The priest was to eat this bread in a holy place since it was a holy of holies of offerings. When Jesus himself drew near and went with the two disciples on their way to Emmaus, they did not recognize him, for the crucifixion had put an end to their hope that "he was the one to redeem Israel." But "when he was at table with them, he took the bread and blessed, and broke it, and gave it to them." And as the bread was broken to be eaten, in the simplest human act, most open to the Lord, it became again the bread of life and Presence, and they knew that it was he.
Turn your mind back to one typical working day, the effort you put in, the work accomplished, the times of joy or satisfaction. Be open to your feelings. What kind of satisfaction did you have? Do you feel tense or peaceful as you think of it? Did only one part of you find satisfaction or was the whole of you content? Where did you find the satisfaction? In achievement? In the simple things of life like having enough to eat or seeing a sunset or seeing someone smile? What are you aware of in yourself as you think of bringing your daily work and life to God?
Read again Leviticus 2:1-3 and 13, and be open to the images in it.

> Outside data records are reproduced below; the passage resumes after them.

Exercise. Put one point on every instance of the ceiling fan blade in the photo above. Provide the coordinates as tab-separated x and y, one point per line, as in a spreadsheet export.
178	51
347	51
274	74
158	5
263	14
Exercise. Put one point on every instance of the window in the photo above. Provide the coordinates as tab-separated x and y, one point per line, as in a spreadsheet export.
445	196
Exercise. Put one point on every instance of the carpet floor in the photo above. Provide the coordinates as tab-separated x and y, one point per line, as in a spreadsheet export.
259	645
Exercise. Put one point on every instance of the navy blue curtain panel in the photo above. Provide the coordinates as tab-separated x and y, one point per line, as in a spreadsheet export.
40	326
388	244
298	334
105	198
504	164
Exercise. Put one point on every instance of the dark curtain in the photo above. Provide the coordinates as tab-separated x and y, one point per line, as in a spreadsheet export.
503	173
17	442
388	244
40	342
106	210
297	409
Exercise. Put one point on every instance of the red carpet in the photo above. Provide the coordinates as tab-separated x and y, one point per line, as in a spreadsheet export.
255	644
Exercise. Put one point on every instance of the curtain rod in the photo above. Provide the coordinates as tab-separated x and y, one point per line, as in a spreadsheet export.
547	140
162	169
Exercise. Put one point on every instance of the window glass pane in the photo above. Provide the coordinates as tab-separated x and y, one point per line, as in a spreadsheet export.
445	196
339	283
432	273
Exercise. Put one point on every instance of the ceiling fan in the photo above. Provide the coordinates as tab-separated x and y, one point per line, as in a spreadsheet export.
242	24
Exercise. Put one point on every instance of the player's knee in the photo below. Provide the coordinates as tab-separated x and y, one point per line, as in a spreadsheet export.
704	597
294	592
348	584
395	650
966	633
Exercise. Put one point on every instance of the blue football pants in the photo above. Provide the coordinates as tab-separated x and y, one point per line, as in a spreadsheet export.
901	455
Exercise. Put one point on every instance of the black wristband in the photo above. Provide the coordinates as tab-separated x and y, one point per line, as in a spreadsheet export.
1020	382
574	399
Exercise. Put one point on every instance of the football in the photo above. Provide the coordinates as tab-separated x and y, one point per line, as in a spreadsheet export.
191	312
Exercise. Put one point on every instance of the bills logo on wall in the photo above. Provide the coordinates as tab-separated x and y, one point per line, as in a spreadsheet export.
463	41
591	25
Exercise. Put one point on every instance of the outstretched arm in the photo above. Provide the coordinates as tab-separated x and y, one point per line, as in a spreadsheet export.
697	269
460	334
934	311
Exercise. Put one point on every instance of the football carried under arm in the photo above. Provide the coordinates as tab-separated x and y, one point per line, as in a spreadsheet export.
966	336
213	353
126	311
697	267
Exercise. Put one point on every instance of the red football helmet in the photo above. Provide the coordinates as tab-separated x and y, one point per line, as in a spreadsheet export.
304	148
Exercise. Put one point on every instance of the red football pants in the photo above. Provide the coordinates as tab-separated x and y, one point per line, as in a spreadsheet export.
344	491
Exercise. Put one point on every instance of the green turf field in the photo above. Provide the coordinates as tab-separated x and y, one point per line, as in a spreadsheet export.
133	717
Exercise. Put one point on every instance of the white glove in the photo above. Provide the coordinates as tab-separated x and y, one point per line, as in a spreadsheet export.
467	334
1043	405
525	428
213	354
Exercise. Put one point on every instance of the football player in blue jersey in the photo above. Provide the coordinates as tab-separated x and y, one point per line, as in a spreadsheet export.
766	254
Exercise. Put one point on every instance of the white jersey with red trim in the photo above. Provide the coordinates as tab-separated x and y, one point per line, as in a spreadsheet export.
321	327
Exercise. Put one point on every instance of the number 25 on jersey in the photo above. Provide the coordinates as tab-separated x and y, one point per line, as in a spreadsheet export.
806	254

When any one brings a cereal offering as an offering to the LORD, his offering shall be of fine flour; he shall pour oil upon it, and put frankincense on it, and bring it to Aaron's sons the priests. And he shall take from it a handful of the fine flour and oil, with all of its frankincense; and the priest shall burn this as its memorial portion upon the altar, an offering by fire, a pleasing odor to the LORD. And what is left of the cereal offering shall be for Aaron and his sons; it is a most holy part of the offerings by fire to the LORD. . . . You shall season all your cereal offerings with salt; you shall not let the salt of the covenant with your God be lacking from your cereal offering; with all your offerings you shall offer salt.
What element speaks to you? The fine flour of balanced thought and feeling? The oil of mercy? The incense of God's goodness in all things? The salt that makes satisfaction good and part of ordinary life? The very fact of bringing your satisfaction to the altar and not letting it go stale?
Now think back to your own working day, and ask the Lord to help you bring it as an offering, and receive a holy, peaceful satisfaction as the Lord gives you the blessing of wholeness and new life.
Lord, thank you that you are with me in the simplest, daily parts of life. For my life is full of so many little things, and if I could not find you there, I would be lost and lack direction in so much. Thank you that the simplest act of giving and receiving food is most open to your Presence.
Lord, help me with my priorities. Help me to take hold with my full effort, and then trust all results to you. And thank you that I can bring my work to you and know the taste and scent of peaceful satisfaction. Thank you, Lord. Amen.